As an interfascial plane block in a compressible anatomical space, the ESB is considered safe
in anticoagulated (or recently anticoagulated) patients. It is fast becoming a preferred
anesthetic option at BCH for anticoagulated patients - as opposed to neuraxial (e.g.
epidural) and paraneuraxial blocks (i.e. paravertebral) nerve blocks, which are largely
contraindicated in this setting. Further, given its relative ease of placement, apparent
efficacy and safety profile, it is increasingly becoming a standard option for patients
undergoing a wide range of thoracic, abdominal and thoraco-abdominal procedures.
The investigators recently investigated the feasibility of performing these blocks
bilaterally in a pediatric cardiac surgical population undergoing sternotomy-based procedures
(IRB-P00031524). At the conclusion of this 10-patient pilot, the investigators found that
performing these blocks was technically feasible, requiring 30 minutes or less of OR time,
resulting in no known complications. Furthermore, the data suggested an approximate 25%
reduction in rescue opioid requirements in the first 48 hours amongst the erector spinae
group (p=0.048).
In order to best evaluate the efficacy of this block in the pediatric cardiac population, a
blinded, randomized and controlled trial would be ideal. However, given that randomization
could be challenging and the fact that blinding would not be feasible, the investigators
believe an observational prospective cohort study is most appropriate at this time.
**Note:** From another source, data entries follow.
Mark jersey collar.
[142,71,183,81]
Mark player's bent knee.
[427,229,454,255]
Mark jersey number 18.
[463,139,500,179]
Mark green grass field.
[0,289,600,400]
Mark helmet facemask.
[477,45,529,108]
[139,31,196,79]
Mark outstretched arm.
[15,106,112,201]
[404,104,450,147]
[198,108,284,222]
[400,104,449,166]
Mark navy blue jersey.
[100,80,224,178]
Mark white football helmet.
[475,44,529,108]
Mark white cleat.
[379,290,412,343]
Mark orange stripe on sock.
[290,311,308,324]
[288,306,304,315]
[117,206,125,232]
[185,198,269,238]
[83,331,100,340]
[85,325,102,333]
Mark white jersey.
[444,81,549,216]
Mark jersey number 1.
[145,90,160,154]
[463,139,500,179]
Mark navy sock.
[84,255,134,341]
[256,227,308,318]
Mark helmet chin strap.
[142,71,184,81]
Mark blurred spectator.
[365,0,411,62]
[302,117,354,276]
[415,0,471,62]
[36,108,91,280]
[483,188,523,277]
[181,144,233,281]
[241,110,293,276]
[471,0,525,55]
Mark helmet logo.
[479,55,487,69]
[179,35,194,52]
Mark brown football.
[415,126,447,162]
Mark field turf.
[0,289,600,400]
As such, the investigators propose to evaluate the comparative efficacy of BESB versus
matched historical controls who received standard of care pain management (systemic opioid
therapy) for patients undergoing cardiac surgery via sternotomy by means of a single arm,
open label, interventional study that will compare as the primary outcome rescue analgesic
requirements, rendered as opiate equivalents, at 12, 24 and 48 hours, and the 24 hour period
preceding both 72 and 96 hours postoperatively. 'Efficacy' will be considered as a threshold
of clinical significance being defined as a 15% difference). In addition to the primary
endpoint, we plan to evaluate the duration of intubation, length of ICU stay, median pain
scores, incidence of PONV (postoperative nausea and vomiting; 0-6h, 6-12h and overall), time
to mobilization and adverse events between these groups. Postoperative data collected from
standard clinical follow-up tools, such as return to baseline sleep and activity status as
well as pain medication requirements at home, will also be compared. In addition, the
investigators plan to evaluate the quality of sleep and activity with a smart watch (Fitbit™
) during the perioperative period in the BESB group only.